I’m not sure when it changed or if it really has changed at all. Have I really come to terms with the issues I had as a teenager? Or have I just learnt to push them aside and grow the fu@k up? I am a Wife, I am a Mother, but deep down I am still the scared confused teenage girl. Desperate to know who she is. I don’t know if I ever will? I sometime feel like an almagamation of many of the women who have influenced me during my life. This often leaves me feeling like a fraud. Now I know that most people go through their teenage years feeling that they do not fit in due to their sexuality, weight, appreance etc, so maybe what I felt was nothing new and the loneliness was the same as what everyone else was feeing? I don’t know?  It’s funny, I have 3 sons. My husband is white, so my children are technically more white than they are black (they have gradually got lighter and lighter), but my genes are strong and they each have something which suggests that  they are not completely white.

race is a funny thing. Children often do not see it. Children are not born racist. It is learnt and it is taught. Raising a child of mixed heritage can raise some interesting questions. A prime example of this is my 7 year old thinking that he is a different race to our youngest son because they have different complexions and different hair textures… The innocence of a child. The main thing I do is try to teach my children is that they should judge themselves and everyone else not by their skin colour, but by their intentions, their morals, their actions.
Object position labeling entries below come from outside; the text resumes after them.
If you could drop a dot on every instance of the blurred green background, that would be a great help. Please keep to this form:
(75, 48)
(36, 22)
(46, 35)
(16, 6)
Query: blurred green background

I try to teach them, just as we shouldn’t limit someone because of their gender we shouldn’t do it because of their ethnicity and I am glad that I am teaching my children this as it reminds me too. It’s a horrible thing to admit, but I have pre conceived notions about certain racial groups, I believe every one does and we have to actively work to remove and break down these notions.  Through teaching my children to see past the skin colour of others I hope that they will see past their own skin colour. Their heritage is important, no doubt about that! To me that means their Irish and Welsh heritage is just as important as their Jamiacain heritage. I am slowly learning about these too. My point is their skin colour/race/heritage is something which helps to shape them BUT it does NOT define them! Their heart, their spirit, their character and their actions define them! I am still learning this about myself. I limit myself in life. Using my past as a scape goat. This has to stop, my children learn more through what they see me do, more than what they would ever learn from what they hear me say. 

The last line of my poem, was… will someone please help me find my identity. I now realise I need to stop looking to everyone else. I need to look into my heart and decide who I am and have the confidence to just be ME.